Spiceworks survey shows one-in-four organisations “not confident” over security of cloud-stored data

Spiceworks has published the results of a new survey examining the adoption and perceptions of cloud storage and file sharing services in businesses across Europe and North America. The results show that Microsoft OneDrive is the most commonly used service, followed by Google Drive and Dropbox (among others). The findings indicate that, although the adoption of cloud storage services has grown rapidly, a quarter of business technology buyers are still concerned about hosting company data in the cloud and are therefore prioritising security when evaluating solution providers.

According to a similar Spiceworks report issued back in March 2016, 53% of organisations were using cloud storage and file sharing services. Among those organisations, 33% were using Dropbox, 31% were using Microsoft OneDrive and 27% were using Google Drive. However, the 2016 report revealed that OneDrive had the highest planned adoption rates.

Today, 80% of organisations are using cloud storage services, while an additional 16% plan to deploy a solution within the next two years. Currently, 51% of organisations are using Microsoft OneDrive, 34% are using Google Drive and 34% are using Dropbox. Additionally, 13% of businesses are currently using Apple iCloud, 6% are using Box, 6% are using Citrix ShareFile and 3% are using Amazon Drive.

When examining adoption rates by company size, the results show that OneDrive has the highest usage in enterprises – defined as businesses with more than 1,000 employees – with an adoption rate of 59%, compared to Google Drive at 29% and Dropbox at 25%.

SpiceworksCloudSecurity

Although OneDrive also claims the top spot in SMEs, the gap in adoption rates among the top players is much smaller. For example, among mid-size businesses with 100 to 999 employees, 54% are using OneDrive, 35% are using Dropbox and 33% are using Google Drive. In small businesses with one to 99 employees, 47% are using OneDrive compared to 39% using Google Drive and 34% using Dropbox.

Security: the most important factor for service selection

Among business technology buyers involved in the purchase decisions for cloud storage services at their organisation, security was considered the most important factor when evaluating providers. In fact, 97% said that security is an important to extremely important factor followed by reliability (96%), cost (93%), ease of use (93%) and vendor reputation (89%).

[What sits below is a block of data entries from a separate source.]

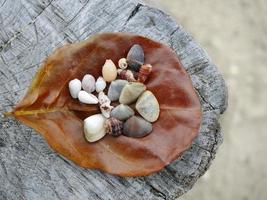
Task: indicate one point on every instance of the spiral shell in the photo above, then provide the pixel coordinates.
(144, 72)
(126, 75)
(114, 126)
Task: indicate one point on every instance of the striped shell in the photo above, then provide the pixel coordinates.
(126, 75)
(144, 72)
(114, 126)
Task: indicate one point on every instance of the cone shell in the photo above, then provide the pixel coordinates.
(114, 126)
(126, 75)
(144, 72)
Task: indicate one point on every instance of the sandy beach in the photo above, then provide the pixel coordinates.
(234, 33)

Conversely, technology buyers believe factors such as document collaboration (67%) and app/tool integrations (59%) still matter, but are less important.

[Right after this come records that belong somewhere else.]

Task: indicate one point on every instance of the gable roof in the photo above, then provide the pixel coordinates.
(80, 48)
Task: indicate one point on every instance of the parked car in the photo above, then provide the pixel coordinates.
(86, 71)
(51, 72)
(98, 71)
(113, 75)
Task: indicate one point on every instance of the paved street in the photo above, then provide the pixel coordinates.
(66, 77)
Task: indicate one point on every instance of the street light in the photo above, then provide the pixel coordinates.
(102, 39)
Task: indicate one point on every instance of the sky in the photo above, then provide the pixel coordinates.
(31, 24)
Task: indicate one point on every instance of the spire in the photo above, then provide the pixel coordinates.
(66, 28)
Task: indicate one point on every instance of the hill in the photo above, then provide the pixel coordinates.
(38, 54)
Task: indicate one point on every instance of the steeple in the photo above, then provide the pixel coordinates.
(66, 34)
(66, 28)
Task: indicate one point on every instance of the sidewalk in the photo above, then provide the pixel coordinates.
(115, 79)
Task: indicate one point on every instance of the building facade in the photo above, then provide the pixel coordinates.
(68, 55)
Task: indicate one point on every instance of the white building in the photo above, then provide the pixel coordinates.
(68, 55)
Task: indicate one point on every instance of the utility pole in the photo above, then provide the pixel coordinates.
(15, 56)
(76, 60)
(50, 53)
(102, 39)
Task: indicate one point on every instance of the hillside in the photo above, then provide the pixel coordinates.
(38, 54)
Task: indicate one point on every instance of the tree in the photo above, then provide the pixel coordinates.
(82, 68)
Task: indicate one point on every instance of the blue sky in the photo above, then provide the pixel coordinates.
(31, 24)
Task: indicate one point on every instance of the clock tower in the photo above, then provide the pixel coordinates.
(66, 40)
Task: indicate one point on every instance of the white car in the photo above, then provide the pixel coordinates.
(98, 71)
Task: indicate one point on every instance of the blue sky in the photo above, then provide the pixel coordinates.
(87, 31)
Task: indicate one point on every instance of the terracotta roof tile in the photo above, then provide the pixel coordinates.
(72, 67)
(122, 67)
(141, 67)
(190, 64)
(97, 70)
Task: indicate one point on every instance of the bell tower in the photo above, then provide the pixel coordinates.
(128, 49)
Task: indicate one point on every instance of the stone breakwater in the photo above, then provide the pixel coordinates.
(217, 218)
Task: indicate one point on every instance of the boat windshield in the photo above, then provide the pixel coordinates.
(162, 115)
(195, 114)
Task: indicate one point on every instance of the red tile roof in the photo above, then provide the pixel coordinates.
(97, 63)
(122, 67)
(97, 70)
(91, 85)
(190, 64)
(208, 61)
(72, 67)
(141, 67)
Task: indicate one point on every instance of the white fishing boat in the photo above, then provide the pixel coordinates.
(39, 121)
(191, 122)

When asked to select up to five attributes that they most associate with the top providers, 39% of business technology buyers primarily associate OneDrive with being secure, compared to Google Drive at 28% and Dropbox at 19%. Google Drive ranks the highest in terms of reliability and cost-effectiveness, while Dropbox ranks the highest when it comes to ease of use. Additionally, Microsoft OneDrive was recognised as a trusted vendor and for being integrated with existing apps/tools.

Security of data stored in the cloud

Despite the pervasiveness of cloud storage and file sharing services, some organisations are not confident in the security of their data stored within those services. In fact, 25%of technology buyers believe their data in the cloud is ‘not at all’ to ‘somewhat’ secure. This is perhaps because 16% of organisations have experienced one or more security incidents – such as unauthorised access, stolen credentials or data theft – via their cloud storage service in the last 12 months.

Therefore, organisations are taking extra steps to enhance their data security when using cloud storage and file sharing services. 57% of organisations only allow employees to use cloud storage providers approved by their IT Department, 55% enforce user access controls and 48% train employees on how to use cloud storage services properly.

However, other security measures are less common, such as enforcing multi-factor authentication when using these services (28%), putting a cloud storage/file-sharing security policy in place (28%) and encrypting data in transit (26%) and at rest (22%) via their cloud storage service.

“It’s evident organisations are putting more trust into cloud storage services, but some are still hesitant despite the recent growth in adoption,” explained Peter Tsai, senior technology analyst at Spiceworks. “Although cloud storage services often include features that help in securing sensitive corporate information, there will always be risks involved when entrusting data to a third party.”

The Spiceworks survey was conducted in April and included the views of 544 respondents. Respondents are among the millions of business technology professionals in Spiceworks and represent a variety of company sizes, including SMEs and enterprises. Respondents come from a variety of industries, including manufacturing, healthcare, non-profits, education, Government and finance.